Sorry, I missed the fact that your example can be executed inside BEGIN - END
block, in which case minRecoveryPoint won't advance after each command.

I'll continue my review by replying to (1)

[1]: /messages/by-id/CANtu0ohHu1r1xQfTzEJuxeaOMYncG7xRxUQWdH=cMXZSf+nzvg@mail.gmail.com
[2]: /messages/by-id/CAH2-WzkSUcuFukhJdSxHFgtL6zEQgNhgOzNBiTbP_4u=k6igAg@mail.gmail.com

(“Also, btw, do you know any reason to keep minRecoveryPoint at a low
value?”)

I'm not an expert in this area (I'm reviewing this patch also to learn more
about recovery and replication), but after a breif research I think that
postgres tries not to update the control file too frequently, see comments in
UpdateMinRecoveryPoint(). I don't know if what you do in code_optional.patch
would be a problem. Actually I think that a commit record should be replayed
more often than XLOG_RUNNING_XACTS, shouldn't it?

--
Antonin Houska
Web: https://www.cybertec-postgresql.com

michail.nikolaev@gmail.com

about 5 years ago

In reply to: Antonin Houska (#7)

Re: [PATCH] Full support for index LP_DEAD hint bits on standby

Hello,
Antonin.

Sorry, I missed the fact that your example can be executed inside BEGIN - END
block, in which case minRecoveryPoint won't advance after each command.

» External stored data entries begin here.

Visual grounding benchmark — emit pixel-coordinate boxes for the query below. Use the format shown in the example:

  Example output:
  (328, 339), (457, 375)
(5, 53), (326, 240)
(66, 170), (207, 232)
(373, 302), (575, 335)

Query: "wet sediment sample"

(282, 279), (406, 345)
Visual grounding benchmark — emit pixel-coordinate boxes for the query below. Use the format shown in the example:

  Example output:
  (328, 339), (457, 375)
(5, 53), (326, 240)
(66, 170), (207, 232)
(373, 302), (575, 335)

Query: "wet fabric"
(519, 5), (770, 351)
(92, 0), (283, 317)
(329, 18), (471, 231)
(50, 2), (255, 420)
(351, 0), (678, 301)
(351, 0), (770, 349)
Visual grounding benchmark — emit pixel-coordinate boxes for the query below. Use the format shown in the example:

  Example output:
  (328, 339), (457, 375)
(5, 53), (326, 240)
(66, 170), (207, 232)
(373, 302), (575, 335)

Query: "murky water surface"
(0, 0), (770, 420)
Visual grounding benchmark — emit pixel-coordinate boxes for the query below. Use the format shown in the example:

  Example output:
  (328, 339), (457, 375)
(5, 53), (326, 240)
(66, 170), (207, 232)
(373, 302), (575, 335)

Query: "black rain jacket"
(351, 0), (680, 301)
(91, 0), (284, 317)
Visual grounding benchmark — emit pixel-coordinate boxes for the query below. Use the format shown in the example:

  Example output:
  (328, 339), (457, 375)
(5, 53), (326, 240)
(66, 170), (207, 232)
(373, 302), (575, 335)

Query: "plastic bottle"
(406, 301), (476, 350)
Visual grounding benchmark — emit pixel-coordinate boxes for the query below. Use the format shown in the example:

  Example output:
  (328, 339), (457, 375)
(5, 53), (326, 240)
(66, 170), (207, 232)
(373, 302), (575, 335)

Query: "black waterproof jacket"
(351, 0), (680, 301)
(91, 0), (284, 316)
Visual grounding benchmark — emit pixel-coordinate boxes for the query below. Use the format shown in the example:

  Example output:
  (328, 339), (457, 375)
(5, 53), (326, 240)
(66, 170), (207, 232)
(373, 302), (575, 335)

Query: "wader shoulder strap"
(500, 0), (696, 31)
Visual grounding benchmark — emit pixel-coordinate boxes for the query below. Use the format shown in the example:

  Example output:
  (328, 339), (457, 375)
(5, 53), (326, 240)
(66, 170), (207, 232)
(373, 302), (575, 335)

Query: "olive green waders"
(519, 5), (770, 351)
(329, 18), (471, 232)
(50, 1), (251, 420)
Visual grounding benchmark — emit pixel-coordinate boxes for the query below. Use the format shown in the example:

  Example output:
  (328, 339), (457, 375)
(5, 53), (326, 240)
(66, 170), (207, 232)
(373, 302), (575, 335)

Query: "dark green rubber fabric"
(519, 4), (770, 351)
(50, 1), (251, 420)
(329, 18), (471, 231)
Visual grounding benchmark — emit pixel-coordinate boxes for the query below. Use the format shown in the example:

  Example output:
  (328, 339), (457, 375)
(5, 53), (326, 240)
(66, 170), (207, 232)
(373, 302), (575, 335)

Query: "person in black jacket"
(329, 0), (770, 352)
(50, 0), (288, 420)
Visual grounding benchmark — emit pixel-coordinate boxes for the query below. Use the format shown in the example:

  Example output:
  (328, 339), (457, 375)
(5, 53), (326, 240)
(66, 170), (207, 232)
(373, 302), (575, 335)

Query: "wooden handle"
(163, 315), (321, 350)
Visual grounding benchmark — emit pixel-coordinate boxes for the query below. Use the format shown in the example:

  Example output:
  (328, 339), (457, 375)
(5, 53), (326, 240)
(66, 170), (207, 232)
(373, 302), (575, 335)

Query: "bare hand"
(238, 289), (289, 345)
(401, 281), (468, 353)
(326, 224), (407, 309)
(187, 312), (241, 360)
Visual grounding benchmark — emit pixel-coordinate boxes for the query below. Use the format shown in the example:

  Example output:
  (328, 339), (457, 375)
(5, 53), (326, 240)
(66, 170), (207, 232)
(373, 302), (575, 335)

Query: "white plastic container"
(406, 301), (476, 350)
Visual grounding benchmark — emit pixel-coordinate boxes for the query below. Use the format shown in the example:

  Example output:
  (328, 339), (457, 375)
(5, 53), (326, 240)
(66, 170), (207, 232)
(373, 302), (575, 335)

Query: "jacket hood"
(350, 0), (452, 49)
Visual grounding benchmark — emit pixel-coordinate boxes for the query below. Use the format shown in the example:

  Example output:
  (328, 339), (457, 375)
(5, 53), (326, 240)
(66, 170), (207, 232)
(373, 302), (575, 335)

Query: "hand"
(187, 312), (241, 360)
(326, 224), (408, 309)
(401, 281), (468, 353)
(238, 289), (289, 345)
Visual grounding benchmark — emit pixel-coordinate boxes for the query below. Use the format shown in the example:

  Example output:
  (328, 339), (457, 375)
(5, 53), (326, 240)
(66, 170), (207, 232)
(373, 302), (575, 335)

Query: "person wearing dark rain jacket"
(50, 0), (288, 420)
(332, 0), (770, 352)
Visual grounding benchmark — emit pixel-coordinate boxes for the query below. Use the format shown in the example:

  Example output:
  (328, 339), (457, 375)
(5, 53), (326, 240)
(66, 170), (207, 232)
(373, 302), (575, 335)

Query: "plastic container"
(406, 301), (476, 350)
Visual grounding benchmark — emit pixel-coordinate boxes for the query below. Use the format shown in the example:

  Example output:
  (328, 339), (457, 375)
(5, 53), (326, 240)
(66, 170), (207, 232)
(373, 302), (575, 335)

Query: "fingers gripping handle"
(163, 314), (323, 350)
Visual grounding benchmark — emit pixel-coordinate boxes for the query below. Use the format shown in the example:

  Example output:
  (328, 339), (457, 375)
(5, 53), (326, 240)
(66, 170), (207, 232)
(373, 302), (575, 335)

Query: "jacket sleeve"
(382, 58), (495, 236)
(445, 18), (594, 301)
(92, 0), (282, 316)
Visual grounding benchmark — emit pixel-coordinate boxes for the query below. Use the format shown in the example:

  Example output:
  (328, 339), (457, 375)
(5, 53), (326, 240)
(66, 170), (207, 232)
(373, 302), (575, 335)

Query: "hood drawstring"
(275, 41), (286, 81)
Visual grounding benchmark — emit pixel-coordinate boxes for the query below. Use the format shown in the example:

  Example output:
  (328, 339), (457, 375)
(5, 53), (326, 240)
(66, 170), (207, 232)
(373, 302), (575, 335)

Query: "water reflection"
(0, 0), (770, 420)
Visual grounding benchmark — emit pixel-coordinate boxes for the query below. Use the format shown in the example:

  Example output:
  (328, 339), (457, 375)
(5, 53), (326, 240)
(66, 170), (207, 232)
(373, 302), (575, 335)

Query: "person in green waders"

No, the block is not executed as a single transaction, all commands
are separated transactions (see below)

Actually I think that a commit record should be replayed
more often than XLOG_RUNNING_XACTS, shouldn't it?

Yes, but replaying commit records DOES NOT affect minRecoveryPoint in
almost all cases.

UpdateMinRecoveryPoint is called by XLogFlush, but xact_redo_commit
calls XLogFlush only in two cases:
* DropRelationFiles is called (some relation are dropped)
* If ForceSyncCommit was used on primary - few “heavy” commands, like
DropTableSpace, CreateTableSpace, movedb, etc.

But “regular” commit record is replayed without XLogFlush and, as
result, without UpdateMinRecoveryPoint.

So, in practice, UpdateMinRecoveryPoint is updated in an “async” way
by checkpoint job. This is why there is a sense to call it on
XLOG_RUNNING_XACTS.

Thanks,
Michail.

ah@cybertec.at

about 5 years ago

In reply to: Michail Nikolaev (#8)

Re: [PATCH] Full support for index LP_DEAD hint bits on standby

Michail Nikolaev <michail.nikolaev@gmail.com> wrote:

Sorry, I missed the fact that your example can be executed inside BEGIN - END
block, in which case minRecoveryPoint won't advance after each command.

No, the block is not executed as a single transaction, all commands
are separated transactions (see below)

Actually I think that a commit record should be replayed
more often than XLOG_RUNNING_XACTS, shouldn't it?

Yes, but replaying commit records DOES NOT affect minRecoveryPoint in
almost all cases.

UpdateMinRecoveryPoint is called by XLogFlush, but xact_redo_commit
calls XLogFlush only in two cases:
* DropRelationFiles is called (some relation are dropped)
* If ForceSyncCommit was used on primary - few “heavy” commands, like
DropTableSpace, CreateTableSpace, movedb, etc.

But “regular” commit record is replayed without XLogFlush and, as
result, without UpdateMinRecoveryPoint.

ok, I missed this. Thanks for explanation.

--
Antonin Houska
Web: https://www.cybertec-postgresql.com

#10

ah@cybertec.at

about 5 years ago

In reply to: Michail Nikolaev (#4)

Re: [PATCH] Full support for index LP_DEAD hint bits on standby

Michail Nikolaev <michail.nikolaev@gmail.com> wrote:

After some correspondence with Peter Geoghegan (1) and his ideas, I
have reworked the patch a lot and now it is much more simple with even
better performance (no new WAL or conflict resolution, hot standby
feedback is unrelated).

My review that started in [1]/messages/by-id/61470.1620647290@antos continues here.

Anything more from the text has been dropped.